Stage 16: deploy infra & test contour
CI / unit (pull_request) Successful in 9s
CI / integration (pull_request) Successful in 11s
CI / ui (pull_request) Successful in 19s
CI / deploy (pull_request) Failing after 1s

- backend + gateway multi-stage distroless Dockerfiles; the gateway embeds and
  serves the SPA at / and /telegram/ via go:embed (committed dist placeholder,
  real build baked in by the image's node stage)

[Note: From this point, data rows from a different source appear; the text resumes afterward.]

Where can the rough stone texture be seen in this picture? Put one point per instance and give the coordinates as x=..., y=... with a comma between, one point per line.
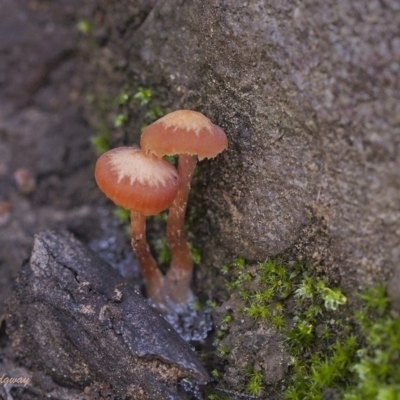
x=251, y=343
x=72, y=317
x=309, y=97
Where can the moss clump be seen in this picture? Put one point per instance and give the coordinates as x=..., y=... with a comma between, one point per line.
x=333, y=350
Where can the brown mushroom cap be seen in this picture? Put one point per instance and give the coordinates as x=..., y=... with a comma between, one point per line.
x=184, y=132
x=137, y=181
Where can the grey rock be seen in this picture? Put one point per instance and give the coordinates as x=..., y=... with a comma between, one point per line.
x=309, y=97
x=74, y=317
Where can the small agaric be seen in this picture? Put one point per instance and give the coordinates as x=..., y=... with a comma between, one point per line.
x=145, y=185
x=191, y=135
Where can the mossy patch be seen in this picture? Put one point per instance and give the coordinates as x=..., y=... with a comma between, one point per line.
x=323, y=347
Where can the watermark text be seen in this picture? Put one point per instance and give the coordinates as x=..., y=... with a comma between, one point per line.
x=9, y=380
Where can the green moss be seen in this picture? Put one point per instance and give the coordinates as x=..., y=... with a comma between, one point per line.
x=355, y=354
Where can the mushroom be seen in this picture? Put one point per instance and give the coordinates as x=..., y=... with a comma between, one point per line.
x=191, y=135
x=145, y=185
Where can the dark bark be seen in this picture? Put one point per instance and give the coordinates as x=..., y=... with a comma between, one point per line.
x=72, y=316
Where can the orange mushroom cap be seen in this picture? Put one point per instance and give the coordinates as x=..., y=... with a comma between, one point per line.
x=137, y=181
x=184, y=132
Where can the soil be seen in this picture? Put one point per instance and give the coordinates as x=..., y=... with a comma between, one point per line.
x=46, y=160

- deploy/docker-compose.yml: backend + gateway + Postgres + Telegram connector
  (VPN sidecar) + OTel Collector + Prometheus (15d) + Tempo (72h) + Grafana,
  fronted by a caddy owning a single /_gm Basic-Auth (admin console + Grafana
  subpath); inter-service on a private network, only caddy on the edge network
- new metrics: backend accounts_created_total{kind} (robots excluded) and an
  in-memory gateway active_users{window=24h,7d} gauge
- CI: single .gitea/workflows/ci.yaml (unit/integration/ui + a gated test-contour
  deploy) on the new feature/* -> development -> master branch model; the old
  go-unit/integration/ui-test workflows are folded in; the connector-scoped
  compose is retired (superseded by deploy/)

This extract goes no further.